Fast forward seven years .....my body ached differently this time. I could barley get off a couch, every joint in my body ached beyond the pain I knew. I was stiff, swollen and in agony. Surprise, another specialist visit which I was diagnosed with severe RA. I burst into tears not me not again, I just cant do this anymore were my thoughts. I never actually knew what RA was, but to be diagnosed with another condition I just couldn't handle it. My Rumy is to me the most incredible, kind and caring DR. She discussed all the meds I was going to put on. I started with Methotrexate pills then had to change to injecting. After months and months of no success I was eventually given the option of being one of the 1st here {in SA} to be on the trials for biologics. It was very daunting to me to start such a unknown journey , especially when you are given what can happen to you on them. I asked a family member of mine who is a Prof of Endocrinology please to guide me as I was actually now petrified to start a treatment that can cause cancer!!! She did some research for me. Her answer regarding the cancer, is that if there are cancer cells in your body they are there already. It will not cause cancer. Whilst I have been on numerous biologics, it has taken me years to find one that eventually started working. I am on Actemera at present and its working well. I will most probably be having to change my biologic as I had a back op about 3 years ago and apparently I have arthritis in my back/hip. Actemera is not suitable for assisting with that.

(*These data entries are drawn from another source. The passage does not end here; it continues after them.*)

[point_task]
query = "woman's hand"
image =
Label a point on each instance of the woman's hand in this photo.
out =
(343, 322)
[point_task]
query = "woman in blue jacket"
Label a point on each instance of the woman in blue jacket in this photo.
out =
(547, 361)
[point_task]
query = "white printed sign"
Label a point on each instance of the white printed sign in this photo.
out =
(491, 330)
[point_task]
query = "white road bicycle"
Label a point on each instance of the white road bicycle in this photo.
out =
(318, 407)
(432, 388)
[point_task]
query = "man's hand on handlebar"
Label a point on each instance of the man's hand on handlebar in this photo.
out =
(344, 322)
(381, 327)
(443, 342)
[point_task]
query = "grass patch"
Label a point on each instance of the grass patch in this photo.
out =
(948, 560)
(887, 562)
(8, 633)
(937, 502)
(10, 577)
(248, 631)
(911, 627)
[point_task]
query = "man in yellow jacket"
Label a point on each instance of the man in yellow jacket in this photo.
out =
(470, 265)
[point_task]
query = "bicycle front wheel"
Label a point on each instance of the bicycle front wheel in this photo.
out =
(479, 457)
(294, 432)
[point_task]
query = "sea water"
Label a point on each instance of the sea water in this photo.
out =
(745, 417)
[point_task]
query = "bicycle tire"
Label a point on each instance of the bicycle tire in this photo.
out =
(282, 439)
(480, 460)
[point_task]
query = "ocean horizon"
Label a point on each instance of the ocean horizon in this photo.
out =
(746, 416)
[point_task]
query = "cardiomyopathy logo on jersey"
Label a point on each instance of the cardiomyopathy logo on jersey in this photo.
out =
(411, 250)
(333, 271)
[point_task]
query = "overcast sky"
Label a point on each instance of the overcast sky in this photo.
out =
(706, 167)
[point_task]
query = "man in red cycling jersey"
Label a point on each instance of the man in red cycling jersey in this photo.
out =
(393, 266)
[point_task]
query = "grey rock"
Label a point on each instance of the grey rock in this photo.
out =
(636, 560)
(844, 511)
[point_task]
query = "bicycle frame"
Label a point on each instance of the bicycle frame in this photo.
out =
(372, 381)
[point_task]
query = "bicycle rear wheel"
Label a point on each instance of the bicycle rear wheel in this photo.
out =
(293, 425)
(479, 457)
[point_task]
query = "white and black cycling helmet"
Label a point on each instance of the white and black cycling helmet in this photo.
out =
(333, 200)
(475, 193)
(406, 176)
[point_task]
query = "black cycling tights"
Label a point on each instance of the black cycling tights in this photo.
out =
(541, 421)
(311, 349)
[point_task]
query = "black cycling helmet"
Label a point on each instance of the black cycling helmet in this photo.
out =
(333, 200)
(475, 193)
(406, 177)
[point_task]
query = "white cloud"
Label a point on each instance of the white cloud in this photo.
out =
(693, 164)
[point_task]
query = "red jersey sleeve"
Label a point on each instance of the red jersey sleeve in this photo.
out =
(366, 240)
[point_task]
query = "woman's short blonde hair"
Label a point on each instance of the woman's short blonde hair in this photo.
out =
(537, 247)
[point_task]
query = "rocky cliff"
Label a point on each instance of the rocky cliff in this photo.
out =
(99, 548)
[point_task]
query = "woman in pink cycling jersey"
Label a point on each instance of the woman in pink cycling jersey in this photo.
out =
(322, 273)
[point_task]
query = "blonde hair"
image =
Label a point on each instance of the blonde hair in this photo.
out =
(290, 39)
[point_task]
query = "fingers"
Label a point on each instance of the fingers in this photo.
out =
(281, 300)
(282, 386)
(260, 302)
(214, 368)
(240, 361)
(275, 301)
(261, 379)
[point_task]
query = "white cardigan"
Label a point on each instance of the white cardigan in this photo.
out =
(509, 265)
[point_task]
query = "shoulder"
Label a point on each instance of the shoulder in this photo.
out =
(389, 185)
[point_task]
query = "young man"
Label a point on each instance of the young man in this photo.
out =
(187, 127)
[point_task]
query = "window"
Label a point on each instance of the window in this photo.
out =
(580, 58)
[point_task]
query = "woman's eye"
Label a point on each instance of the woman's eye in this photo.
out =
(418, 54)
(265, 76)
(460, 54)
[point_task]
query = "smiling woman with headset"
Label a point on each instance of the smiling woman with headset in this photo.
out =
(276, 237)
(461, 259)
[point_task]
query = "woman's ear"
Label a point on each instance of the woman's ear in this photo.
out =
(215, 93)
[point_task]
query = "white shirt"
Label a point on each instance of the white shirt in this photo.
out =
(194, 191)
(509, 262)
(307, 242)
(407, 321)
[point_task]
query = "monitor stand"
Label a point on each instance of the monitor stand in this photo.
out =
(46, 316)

Unfortunately I am a Murphy's Law person. From the all the meds, my body want satisfied with RA and Fibro it decided they needed a little friend called Lupus, it's very mild but shows up when tested. I have an incredible neurologist that I have been with forever. He put the biologics in a nutshell for me...I complained about them often to him and he said that if it wasn't for them I would be in a wheelchair by now. That put everything that day into perspective for me. I know I complain about being 10kg fatter, I have infusions every 28 days, yes there are so many things that are negative, but the most important thing that I have to be so thankful for is that I'm walking and to be thankful just for today. One step at a time and one day at a time
Here I am today and you know what I am actually ok. Yes I get tired, yes my pain is sometimes so unbearable. Yes I have major sleeping issues.Even with days staying in bed with no energy and the non relenting pain in every part of my body But you know what us Warriors we are resilient and we do survive.